To preserve for appeal an issue of evidentiary admissibility, a party must object at trial and assert the same ground for objection as he asserts on appeal, unless the ground is apparent from the context. People v Knox, 469 Mich 502, 508; 674 NW2d 366 (2004); MRE 103(a)(1). Defense counsel objected to the testimony at issue, but did not articulate the basis of her objection, and the ground cannot be discerned from the context. In fact, the only objection even slightly suggested by the context was a hearsay objection based on a lack of foundation to admit a dying declaration under MRE 804(b)(2), but defendant argues on appeal that the testimony was improper opinion testimony with respect to defendant's guilt and, therefore, an improper invasion of the jury's province and a violation of defendant's right to a fair trial. There is no suggestion that this was the basis for any objection made. Accordingly, this issue is not preserved on appeal, and unpreserved errors are reviewed for plain error affecting a defendant's substantial rights. People v Kowalski, 489 Mich 488, 505; 803 NW2d 200 (2011), citing Carines, 460 Mich at 764. Even if a defendant can show plain error, reversal is warranted only if the error resulted in conviction of an innocent defendant or seriously affected the fairness, integrity or public reputation of judicial proceedings. Kowalski, 489 Mich at 506 (quotations omitted), quoting Carines, 460 Mich at 763.

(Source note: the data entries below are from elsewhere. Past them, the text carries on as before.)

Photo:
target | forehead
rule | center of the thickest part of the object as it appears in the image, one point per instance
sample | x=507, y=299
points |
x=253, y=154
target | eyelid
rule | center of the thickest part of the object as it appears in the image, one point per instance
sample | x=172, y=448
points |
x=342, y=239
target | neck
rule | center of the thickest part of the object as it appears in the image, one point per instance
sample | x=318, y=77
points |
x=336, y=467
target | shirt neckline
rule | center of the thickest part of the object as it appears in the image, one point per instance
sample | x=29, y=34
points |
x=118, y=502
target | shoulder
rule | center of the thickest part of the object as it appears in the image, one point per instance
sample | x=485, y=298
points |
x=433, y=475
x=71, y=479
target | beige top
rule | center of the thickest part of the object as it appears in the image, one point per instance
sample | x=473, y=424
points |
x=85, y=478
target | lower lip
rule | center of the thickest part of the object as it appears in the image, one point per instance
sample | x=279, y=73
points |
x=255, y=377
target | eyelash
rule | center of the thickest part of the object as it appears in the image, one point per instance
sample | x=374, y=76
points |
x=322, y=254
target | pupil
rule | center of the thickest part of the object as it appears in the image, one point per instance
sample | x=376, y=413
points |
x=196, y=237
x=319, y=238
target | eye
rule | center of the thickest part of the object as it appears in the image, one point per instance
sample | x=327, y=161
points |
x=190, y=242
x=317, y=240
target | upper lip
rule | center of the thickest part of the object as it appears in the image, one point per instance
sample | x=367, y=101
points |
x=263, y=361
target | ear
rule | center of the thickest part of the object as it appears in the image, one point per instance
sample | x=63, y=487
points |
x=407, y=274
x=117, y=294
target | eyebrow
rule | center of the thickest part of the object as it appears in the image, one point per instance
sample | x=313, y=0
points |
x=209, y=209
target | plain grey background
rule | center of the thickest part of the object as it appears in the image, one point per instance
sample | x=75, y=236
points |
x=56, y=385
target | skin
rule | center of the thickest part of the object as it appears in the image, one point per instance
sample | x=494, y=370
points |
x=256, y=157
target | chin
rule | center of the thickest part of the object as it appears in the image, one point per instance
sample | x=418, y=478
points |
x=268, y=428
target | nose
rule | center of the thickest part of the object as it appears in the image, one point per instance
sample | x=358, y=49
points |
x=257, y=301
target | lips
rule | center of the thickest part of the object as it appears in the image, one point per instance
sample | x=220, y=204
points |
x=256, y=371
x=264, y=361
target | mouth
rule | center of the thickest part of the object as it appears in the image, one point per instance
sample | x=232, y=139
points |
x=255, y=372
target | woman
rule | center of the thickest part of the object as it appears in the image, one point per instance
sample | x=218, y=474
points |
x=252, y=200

Evidence is admissible if it is relevant and not unduly prejudicial. People v Feezel, 486 Mich 184, 197; 783 NW2d 67 (2010), citing MRE 402-403. Evidence is relevant if it has "any tendency to make the existence of any fact that is of consequence to the determination of the action more probable or less probable than it would be without the evidence." MRE 401. All relevant evidence is prejudicial, but the prejudice is unfair only when it outweighs the probative value of the evidence substantially or, in other words, "'when there exists a danger that marginally probative evidence will be given undue or preemptive weight by the jury.'" People v Novak, 489 Mich 941, 942; 798 NW2d 17 (2011), quoting People v Crawford, 458 Mich 376, 398; 582 NW2d 785 (1998). Although expert "[t]estimony in the form of an opinion or inference otherwise admissible is not objectionable because it embraces an ultimate issue to be decided by the trier of fact" under MRE 704, a witness may not testify regarding her opinion of a defendant's guilt or innocence. People v Bragdon, 142 Mich App 197, 199; 369 NW2d 208 (1985).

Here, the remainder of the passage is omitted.